Incat Crowther, Kangnam to Build 80-Metre High-Speed Ro-Pax Cat for Korea
Incat Crowther and Kangnam have been commissioned to build an 80-metre, six-engine Ro-Pax cat that will push 572 passengers to 45 knots across the Yellow Sea.

Sung Man Hwang, CEO of Korea Express Ferry, has signed off on an 80-metre high-speed Ro-Pax catamaran with Incat Crowther and South Korea's Kangnam Corporation, replacing aging tonnage on the Incheon to Ongjin County routes with a vessel that concentrates 15,360 kilowatts of diesel power into a 19-metre-beam aluminium hull.
That number has a useful benchmark. The world's fastest passenger ferry in commercial service, the 99-metre HSC Francisco, achieves 58.1 knots on gas turbines. This vessel achieves 45 knots at 20 metres shorter on six diesel engines, and that gap is the design's deliberate statement: efficiency and operational redundancy on tight island-economy schedules, not sprint performance. The six engines are six MTU 16V4000M65L IMO2 units, each rated at 2,560kW at 1,800rpm and driving six waterjets. Service speed sits at 36 knots with the 45-knot ceiling available when conditions and scheduling demand it.
Dan Mace, Technical Manager at Incat Crowther, cited the off-the-shelf waterjet and gearbox pairing explicitly: "The new vessel will feature a six-engine drivetrain using MTU M05 series engines, paired with standard waterjets and gearboxes to simplify installation and maintenance." Mace also noted that the hull geometry incorporates a wide turning circle to accommodate vehicle loading and unloading at the island terminals, which the ferry will reach via a bespoke stern ramp for vehicles and twin pedestrian boarding ramps designed for step-free access.

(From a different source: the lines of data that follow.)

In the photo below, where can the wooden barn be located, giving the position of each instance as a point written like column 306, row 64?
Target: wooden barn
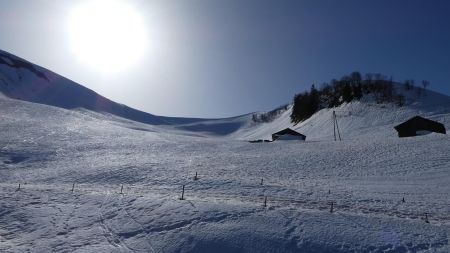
column 419, row 126
column 288, row 134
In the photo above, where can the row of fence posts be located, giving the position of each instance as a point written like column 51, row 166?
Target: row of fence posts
column 331, row 203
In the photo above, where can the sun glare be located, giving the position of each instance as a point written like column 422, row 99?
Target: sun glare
column 107, row 35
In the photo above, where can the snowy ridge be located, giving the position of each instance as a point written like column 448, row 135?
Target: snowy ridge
column 389, row 194
column 360, row 119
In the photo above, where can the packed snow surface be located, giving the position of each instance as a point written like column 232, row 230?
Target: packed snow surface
column 93, row 181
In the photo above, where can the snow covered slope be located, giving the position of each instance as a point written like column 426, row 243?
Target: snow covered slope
column 383, row 188
column 361, row 119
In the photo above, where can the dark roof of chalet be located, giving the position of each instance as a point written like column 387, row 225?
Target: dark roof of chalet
column 438, row 126
column 289, row 131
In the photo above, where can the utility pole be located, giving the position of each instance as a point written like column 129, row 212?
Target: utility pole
column 336, row 127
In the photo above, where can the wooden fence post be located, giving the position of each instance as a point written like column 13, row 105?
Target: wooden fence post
column 195, row 177
column 182, row 194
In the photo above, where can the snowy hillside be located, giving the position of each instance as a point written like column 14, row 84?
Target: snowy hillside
column 389, row 194
column 361, row 119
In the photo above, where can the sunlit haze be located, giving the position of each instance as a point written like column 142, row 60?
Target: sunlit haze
column 225, row 58
column 109, row 36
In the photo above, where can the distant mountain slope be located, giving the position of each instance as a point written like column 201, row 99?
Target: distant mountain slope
column 23, row 80
column 20, row 79
column 365, row 118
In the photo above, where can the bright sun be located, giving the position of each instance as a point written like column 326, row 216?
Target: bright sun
column 107, row 35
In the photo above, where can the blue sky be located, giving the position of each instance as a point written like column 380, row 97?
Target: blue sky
column 216, row 58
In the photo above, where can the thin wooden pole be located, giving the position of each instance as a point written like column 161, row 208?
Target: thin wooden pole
column 182, row 194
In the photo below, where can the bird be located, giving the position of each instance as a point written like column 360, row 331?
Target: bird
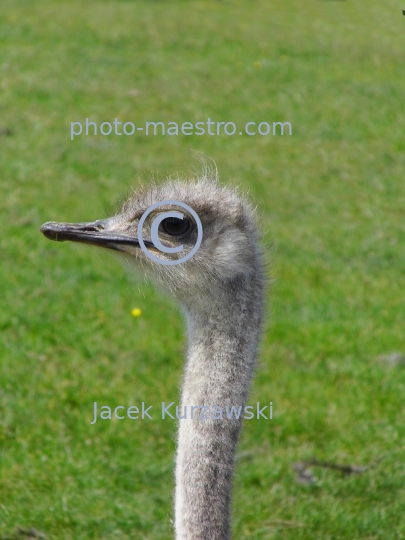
column 220, row 290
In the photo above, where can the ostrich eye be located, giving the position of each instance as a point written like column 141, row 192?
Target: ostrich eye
column 175, row 226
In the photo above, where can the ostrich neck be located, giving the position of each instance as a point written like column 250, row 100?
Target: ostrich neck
column 223, row 339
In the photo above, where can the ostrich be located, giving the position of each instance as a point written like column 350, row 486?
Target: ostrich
column 220, row 290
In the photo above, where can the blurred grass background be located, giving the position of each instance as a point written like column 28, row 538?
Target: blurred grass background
column 332, row 202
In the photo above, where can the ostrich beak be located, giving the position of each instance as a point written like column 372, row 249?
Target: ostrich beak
column 97, row 233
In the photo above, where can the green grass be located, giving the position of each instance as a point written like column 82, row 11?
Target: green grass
column 332, row 202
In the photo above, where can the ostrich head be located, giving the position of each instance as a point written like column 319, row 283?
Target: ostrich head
column 228, row 250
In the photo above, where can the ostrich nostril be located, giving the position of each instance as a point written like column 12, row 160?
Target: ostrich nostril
column 94, row 227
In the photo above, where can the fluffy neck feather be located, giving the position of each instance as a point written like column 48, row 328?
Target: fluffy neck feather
column 223, row 336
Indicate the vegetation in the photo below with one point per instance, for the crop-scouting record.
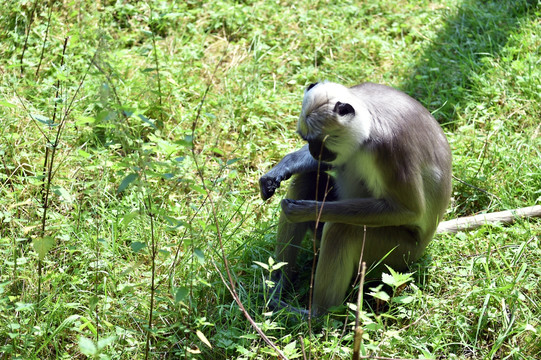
(133, 135)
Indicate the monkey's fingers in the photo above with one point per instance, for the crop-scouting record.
(268, 186)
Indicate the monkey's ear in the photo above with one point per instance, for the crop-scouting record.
(311, 86)
(343, 109)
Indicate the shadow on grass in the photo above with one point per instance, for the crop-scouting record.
(442, 78)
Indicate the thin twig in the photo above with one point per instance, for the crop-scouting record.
(30, 20)
(230, 283)
(358, 329)
(46, 36)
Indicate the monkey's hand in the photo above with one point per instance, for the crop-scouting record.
(268, 183)
(299, 210)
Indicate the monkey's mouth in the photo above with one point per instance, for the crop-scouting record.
(319, 151)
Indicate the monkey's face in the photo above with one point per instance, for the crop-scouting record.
(332, 123)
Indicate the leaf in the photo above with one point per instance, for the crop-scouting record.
(43, 119)
(147, 120)
(199, 255)
(87, 346)
(263, 265)
(203, 338)
(6, 104)
(126, 182)
(60, 191)
(136, 246)
(106, 341)
(129, 217)
(181, 294)
(43, 245)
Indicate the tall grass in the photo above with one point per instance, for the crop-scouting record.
(133, 137)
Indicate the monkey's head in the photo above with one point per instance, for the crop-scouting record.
(333, 121)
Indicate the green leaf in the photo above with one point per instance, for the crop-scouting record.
(199, 255)
(263, 265)
(126, 182)
(43, 119)
(60, 191)
(106, 341)
(203, 338)
(136, 246)
(87, 346)
(43, 245)
(181, 294)
(6, 104)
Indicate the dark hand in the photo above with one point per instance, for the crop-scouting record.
(268, 185)
(299, 210)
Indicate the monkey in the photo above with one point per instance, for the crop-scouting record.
(375, 159)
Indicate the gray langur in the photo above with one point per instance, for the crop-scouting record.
(391, 166)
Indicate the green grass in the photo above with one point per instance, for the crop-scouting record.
(167, 114)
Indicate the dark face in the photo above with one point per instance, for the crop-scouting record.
(319, 151)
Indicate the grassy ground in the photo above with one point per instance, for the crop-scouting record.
(133, 135)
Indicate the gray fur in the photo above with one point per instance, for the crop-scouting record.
(393, 174)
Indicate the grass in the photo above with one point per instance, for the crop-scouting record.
(161, 115)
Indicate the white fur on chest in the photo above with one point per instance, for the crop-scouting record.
(360, 177)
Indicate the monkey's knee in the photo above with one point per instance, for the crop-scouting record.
(338, 259)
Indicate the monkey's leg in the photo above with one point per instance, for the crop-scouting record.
(339, 255)
(289, 234)
(341, 247)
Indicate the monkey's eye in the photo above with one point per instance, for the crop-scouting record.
(343, 109)
(311, 86)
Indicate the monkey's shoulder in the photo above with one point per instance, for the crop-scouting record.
(361, 177)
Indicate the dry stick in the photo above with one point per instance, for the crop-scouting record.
(473, 222)
(48, 173)
(230, 288)
(30, 20)
(153, 270)
(46, 36)
(318, 217)
(358, 329)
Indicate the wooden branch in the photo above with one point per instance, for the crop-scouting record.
(473, 222)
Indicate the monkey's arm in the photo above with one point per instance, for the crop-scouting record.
(361, 211)
(296, 162)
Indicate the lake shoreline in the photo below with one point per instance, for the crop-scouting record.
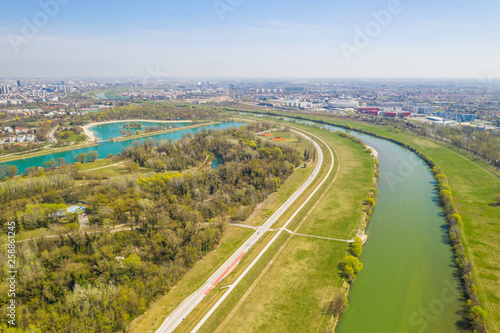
(91, 136)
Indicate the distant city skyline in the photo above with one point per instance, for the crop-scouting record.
(250, 39)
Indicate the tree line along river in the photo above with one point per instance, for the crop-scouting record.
(408, 282)
(104, 149)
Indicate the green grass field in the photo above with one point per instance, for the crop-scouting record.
(234, 237)
(292, 294)
(474, 185)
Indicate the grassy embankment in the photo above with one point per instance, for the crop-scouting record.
(474, 185)
(302, 280)
(232, 239)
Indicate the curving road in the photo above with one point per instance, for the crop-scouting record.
(188, 305)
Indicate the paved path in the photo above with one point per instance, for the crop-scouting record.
(242, 275)
(188, 305)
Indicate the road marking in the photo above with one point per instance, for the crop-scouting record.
(224, 274)
(268, 245)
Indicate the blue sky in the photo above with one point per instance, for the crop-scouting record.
(249, 38)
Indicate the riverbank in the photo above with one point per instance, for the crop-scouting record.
(473, 193)
(92, 138)
(294, 283)
(409, 271)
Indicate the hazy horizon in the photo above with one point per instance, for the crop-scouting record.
(362, 39)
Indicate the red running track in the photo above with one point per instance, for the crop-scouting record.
(224, 274)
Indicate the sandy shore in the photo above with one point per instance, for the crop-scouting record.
(93, 138)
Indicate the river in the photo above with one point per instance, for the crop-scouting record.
(104, 149)
(409, 281)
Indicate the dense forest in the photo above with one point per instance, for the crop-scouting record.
(176, 208)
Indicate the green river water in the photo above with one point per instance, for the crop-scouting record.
(409, 280)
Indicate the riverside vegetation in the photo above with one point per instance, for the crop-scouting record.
(98, 281)
(475, 314)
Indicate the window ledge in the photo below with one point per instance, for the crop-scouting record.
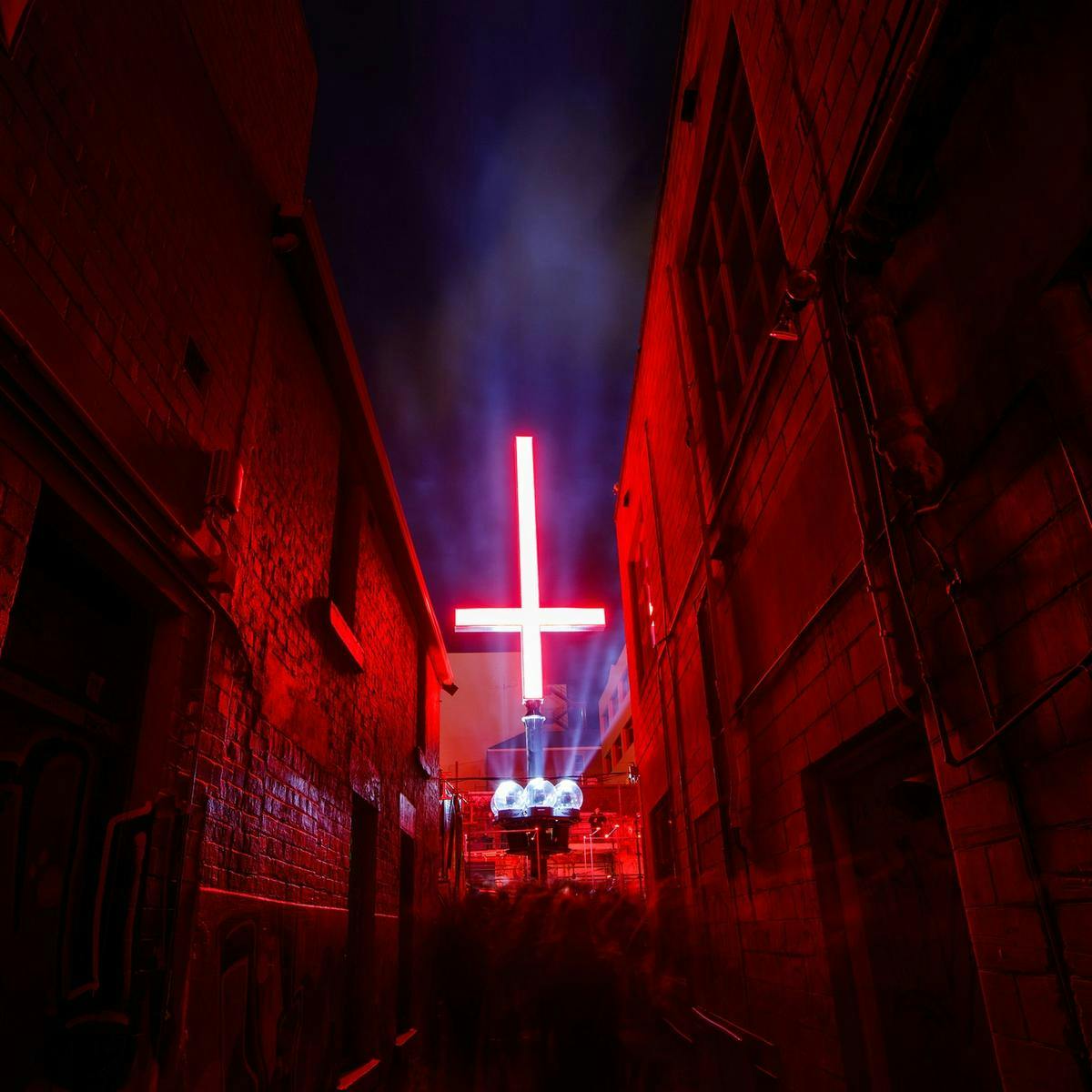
(347, 638)
(360, 1079)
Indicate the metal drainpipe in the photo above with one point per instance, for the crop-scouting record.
(707, 561)
(1052, 935)
(681, 767)
(901, 688)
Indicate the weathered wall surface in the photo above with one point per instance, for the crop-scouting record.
(141, 167)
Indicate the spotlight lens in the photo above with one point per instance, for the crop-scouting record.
(568, 796)
(541, 793)
(508, 797)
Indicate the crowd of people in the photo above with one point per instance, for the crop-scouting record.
(557, 987)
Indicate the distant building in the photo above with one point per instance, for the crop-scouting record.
(616, 722)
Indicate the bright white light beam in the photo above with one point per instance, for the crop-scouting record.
(529, 620)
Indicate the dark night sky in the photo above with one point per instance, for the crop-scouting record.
(486, 176)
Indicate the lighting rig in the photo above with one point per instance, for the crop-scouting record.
(535, 817)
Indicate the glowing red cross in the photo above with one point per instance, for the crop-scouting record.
(529, 620)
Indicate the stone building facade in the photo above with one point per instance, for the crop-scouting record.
(219, 670)
(855, 541)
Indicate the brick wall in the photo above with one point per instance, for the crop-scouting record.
(816, 651)
(139, 177)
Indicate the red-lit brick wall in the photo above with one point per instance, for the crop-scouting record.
(808, 634)
(139, 177)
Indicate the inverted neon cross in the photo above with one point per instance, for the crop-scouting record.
(529, 620)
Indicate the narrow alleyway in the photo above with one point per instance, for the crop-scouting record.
(558, 988)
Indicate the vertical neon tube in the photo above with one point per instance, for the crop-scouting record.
(529, 567)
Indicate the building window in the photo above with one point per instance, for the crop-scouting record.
(660, 829)
(421, 734)
(642, 606)
(736, 257)
(345, 551)
(11, 16)
(194, 364)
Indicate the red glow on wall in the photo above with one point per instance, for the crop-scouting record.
(530, 620)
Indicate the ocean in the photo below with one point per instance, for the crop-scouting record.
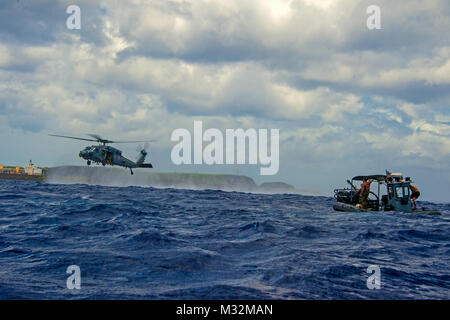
(148, 243)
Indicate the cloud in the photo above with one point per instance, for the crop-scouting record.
(336, 90)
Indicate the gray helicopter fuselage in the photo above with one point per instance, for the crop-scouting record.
(106, 155)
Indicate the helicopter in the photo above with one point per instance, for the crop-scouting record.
(107, 155)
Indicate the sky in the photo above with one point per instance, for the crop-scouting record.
(347, 100)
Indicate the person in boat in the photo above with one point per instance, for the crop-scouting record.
(364, 193)
(415, 193)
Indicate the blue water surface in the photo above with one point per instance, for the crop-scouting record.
(147, 243)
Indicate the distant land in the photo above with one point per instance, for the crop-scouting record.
(119, 177)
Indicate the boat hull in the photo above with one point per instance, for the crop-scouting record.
(345, 207)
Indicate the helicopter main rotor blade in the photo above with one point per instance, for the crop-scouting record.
(76, 138)
(133, 141)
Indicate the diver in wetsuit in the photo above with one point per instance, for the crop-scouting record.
(414, 195)
(364, 193)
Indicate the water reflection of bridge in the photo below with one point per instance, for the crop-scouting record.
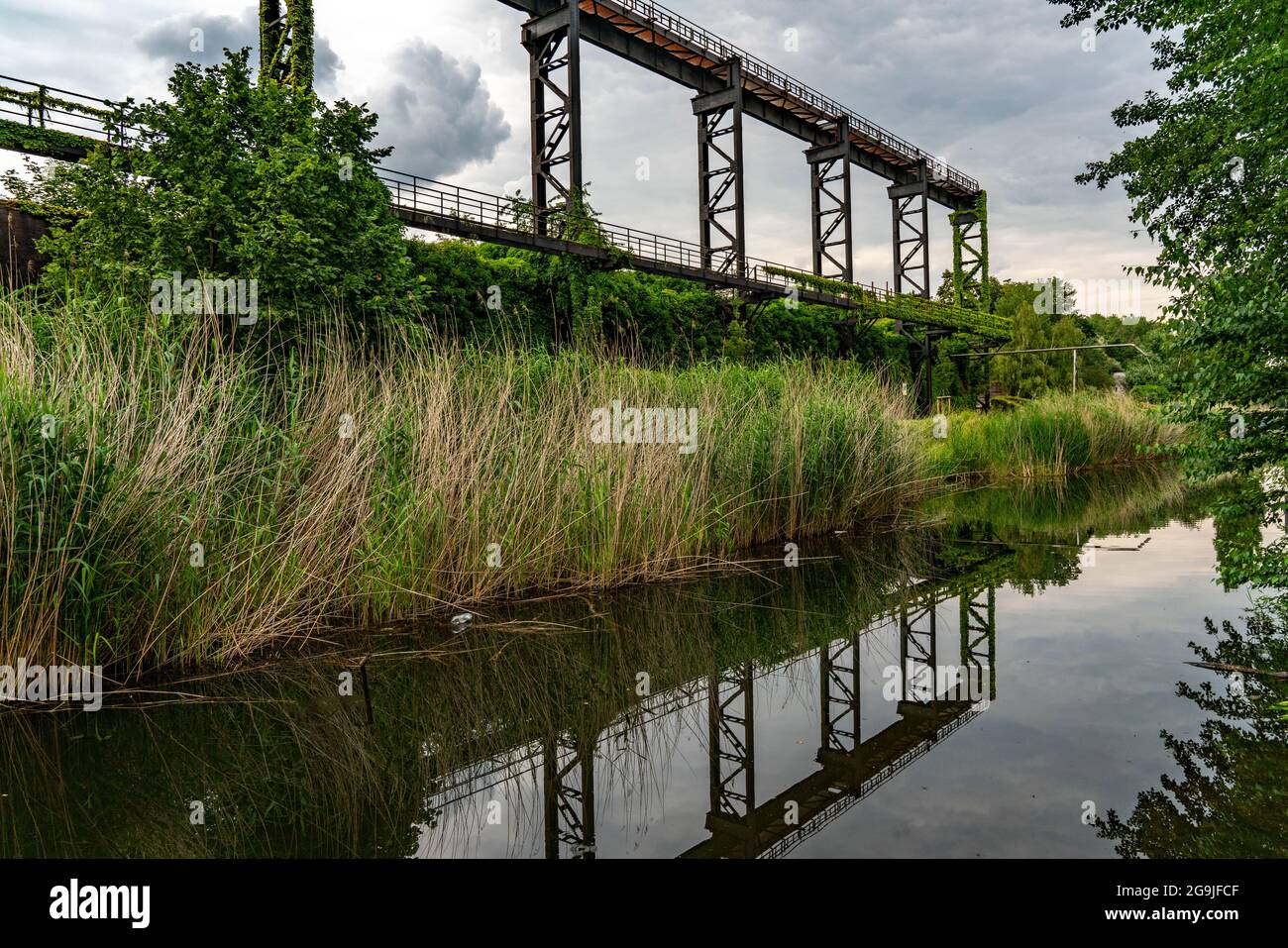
(932, 699)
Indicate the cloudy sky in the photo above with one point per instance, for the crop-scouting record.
(993, 86)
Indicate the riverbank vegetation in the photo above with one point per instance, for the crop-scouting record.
(384, 428)
(170, 501)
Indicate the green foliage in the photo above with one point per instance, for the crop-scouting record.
(1225, 796)
(37, 141)
(1207, 176)
(233, 180)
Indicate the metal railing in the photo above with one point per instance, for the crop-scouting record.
(717, 50)
(423, 194)
(60, 110)
(513, 214)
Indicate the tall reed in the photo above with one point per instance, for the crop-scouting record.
(167, 500)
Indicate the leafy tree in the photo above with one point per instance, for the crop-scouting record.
(1028, 375)
(1228, 798)
(233, 180)
(1207, 179)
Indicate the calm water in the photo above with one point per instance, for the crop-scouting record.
(1006, 678)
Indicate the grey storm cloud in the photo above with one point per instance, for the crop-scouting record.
(174, 40)
(437, 112)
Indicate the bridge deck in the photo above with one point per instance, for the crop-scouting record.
(59, 124)
(662, 42)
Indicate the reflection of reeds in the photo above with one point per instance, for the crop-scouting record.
(1052, 436)
(1107, 502)
(307, 518)
(286, 767)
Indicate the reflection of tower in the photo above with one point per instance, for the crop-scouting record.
(917, 651)
(979, 639)
(838, 677)
(851, 767)
(568, 790)
(733, 751)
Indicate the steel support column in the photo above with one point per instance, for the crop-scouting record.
(286, 42)
(568, 791)
(554, 67)
(721, 223)
(921, 360)
(970, 257)
(910, 205)
(829, 206)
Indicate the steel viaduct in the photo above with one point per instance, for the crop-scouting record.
(729, 84)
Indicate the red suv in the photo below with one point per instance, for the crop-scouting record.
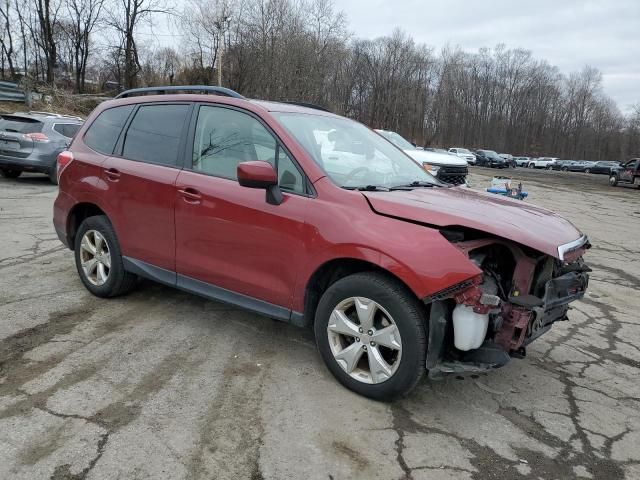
(311, 218)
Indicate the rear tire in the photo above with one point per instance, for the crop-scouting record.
(113, 279)
(10, 172)
(393, 304)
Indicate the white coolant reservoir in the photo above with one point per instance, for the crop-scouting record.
(469, 327)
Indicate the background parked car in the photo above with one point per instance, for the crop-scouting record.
(584, 166)
(509, 158)
(542, 162)
(604, 167)
(445, 167)
(437, 150)
(32, 141)
(489, 158)
(628, 173)
(468, 155)
(562, 165)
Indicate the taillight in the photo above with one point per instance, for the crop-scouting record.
(64, 159)
(36, 137)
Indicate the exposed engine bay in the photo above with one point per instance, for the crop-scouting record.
(482, 323)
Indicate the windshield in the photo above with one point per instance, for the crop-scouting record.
(396, 139)
(352, 155)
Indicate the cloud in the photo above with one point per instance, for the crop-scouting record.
(566, 33)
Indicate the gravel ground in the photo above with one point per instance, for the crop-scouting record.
(162, 384)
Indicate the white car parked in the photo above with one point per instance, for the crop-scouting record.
(464, 153)
(522, 161)
(542, 162)
(444, 166)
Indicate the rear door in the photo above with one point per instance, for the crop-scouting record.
(628, 171)
(140, 181)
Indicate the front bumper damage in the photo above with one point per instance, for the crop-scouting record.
(536, 296)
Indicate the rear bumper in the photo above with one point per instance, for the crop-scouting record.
(32, 163)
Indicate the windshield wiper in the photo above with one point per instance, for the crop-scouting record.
(414, 184)
(368, 188)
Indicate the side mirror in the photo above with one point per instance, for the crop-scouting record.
(260, 174)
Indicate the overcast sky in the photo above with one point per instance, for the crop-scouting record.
(567, 33)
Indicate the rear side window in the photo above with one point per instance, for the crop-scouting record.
(103, 133)
(10, 123)
(154, 134)
(66, 129)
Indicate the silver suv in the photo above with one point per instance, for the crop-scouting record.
(31, 141)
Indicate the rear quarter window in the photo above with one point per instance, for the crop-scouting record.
(103, 133)
(66, 129)
(10, 123)
(154, 134)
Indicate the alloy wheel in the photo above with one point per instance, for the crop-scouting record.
(95, 257)
(364, 340)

The car deck fits 60 standard vehicles or 50 utility trucks. Passenger capacity is 572, with a 12-person crew. The three Yellow Sea destinations served from Incheon, Daecheongdo, Baengnyeongdo, and Socheongdo, are the economic context: communities that depend on this corridor for freight, commerce, and daily movement. The passenger interior reflects that reality, with multiple seating classes, accessibility facilities, a parent zone, a pet zone, and a medical room built into the fitout.
This is the second Incat Crowther-Kangnam-KEF collaboration. Korea Pride, a 72-metre passenger ferry, has operated from Incheon since 2022, and its service record was the direct evidence base for the new order. The 80-metre design extends that architecture by eight metres and adds full Ro-Pax capability to what was previously a passenger-only platform.
"This new vessel represents a significant step in improving connectivity between Ongjin County and Incheon," Hwang said. "The increased vehicle capacity will support local businesses and residents, while providing reliable and comfortable passenger service."
Construction at Kangnam's yard is scheduled to begin in the second half of 2026, with delivery targeted for 2028. The hull will be built in marine-grade aluminium to a 2.3-metre draft and 5.5-metre depth. If the timeline holds, KEF will have one of the largest domestically built aluminium fast-ferry Ro-Pax catamarans in South Korean service operating one of the country's most demanding island routes.